Danny Boyle’s Trainspotting is an iconic film of the 1990’s.  That isn’t something you can plan in advance.  The right film, at the right time, in the right style, becomes a manifestation of both the glory and mystery of cinema.

There is no way of knowing what efforts of experimentation/exploitation will catch “lightning in a bottle” and become more than merely another film at the multiplex. Cinema history spotlights the important, unexpected hits that came out of the blue to command the silver screen and capture a generation’s imagination.

Trainspotting is a rarity, even today. As film critic David Edelstein wrote: “No one before Boyle had combined such zany hijinks with so bleak and grotty a milieu. The young cast was magnetic, the storytelling playful, and the tone closer to American Pie than Drugstore Cowboy.”

 Despite the tragic circumstances, gut wrenching addictions, and even a baby dying from parental neglect, patrons came out of the theatre energized and upbeat.

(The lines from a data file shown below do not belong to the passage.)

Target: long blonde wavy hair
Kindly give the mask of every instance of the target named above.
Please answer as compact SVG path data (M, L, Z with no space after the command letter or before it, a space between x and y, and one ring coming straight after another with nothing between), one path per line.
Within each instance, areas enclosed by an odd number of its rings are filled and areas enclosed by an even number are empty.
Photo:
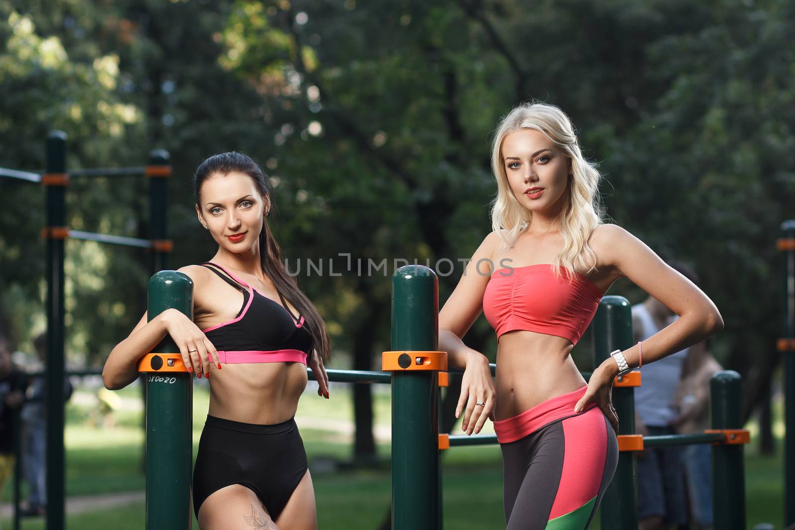
M568 116L554 105L522 103L503 118L497 127L491 149L491 168L497 180L497 197L491 205L492 230L500 234L504 245L510 248L529 224L532 217L532 212L514 195L502 158L502 141L509 133L520 129L540 131L572 161L572 173L564 199L565 203L557 219L564 247L553 265L559 277L563 275L562 271L566 271L567 276L568 271L587 276L596 269L596 254L588 246L588 238L603 222L598 192L601 176L595 164L583 157Z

Amazing.

Now, twenty years later, comes the sequel:  same cast, same director, same cinematic skill and detailed creativity in each image, but it is not an attempt to be the same film nor capture the same attitude.  Critical response ranges from overwhelmingly positive (“More fun than a barrel of junkies”) to lukewarm appreciation.

Hey, it’s twenty years later and the exuberant “F-you” attitude of those rowdy youths with the on and off attempts to kick heroin is replaced by middle aged angst, coming to terms with lost youth, and the never-ending propensity for devastation resultant from regarding Heroin as your best friend.

Addiction, while not the centerpiece of the film, plays an omnipresent influence. We know these main characters were all on smack twenty years ago, so where are they now? Spud is still shooting, Sick Boy is snorting coke instead, Renton is clean, and maniacal Digby is just flat out dangerous if not doughy.

 With the singular exception of Godfather II, sequels are born to disappoint. Easy Rider, another film with drugs-a-plenty, had a sequel made by a guy in Ohio that never played in theaters, went direct to DVD, and remains virtually unknown. Psycho, the almost abandoned Hitchcock film became an unexpected box-office killer in 1960. It also birthed a sequel twenty year after the original, then Psycho 3, a made for TV Psycho IV, and most recently the popular Bates Motel prequel TV series.

Don’t count on Trainspotting 3.  Then again, in twenty years the Rolling Stones may be launching their “Steel Wheelchairs Tour.”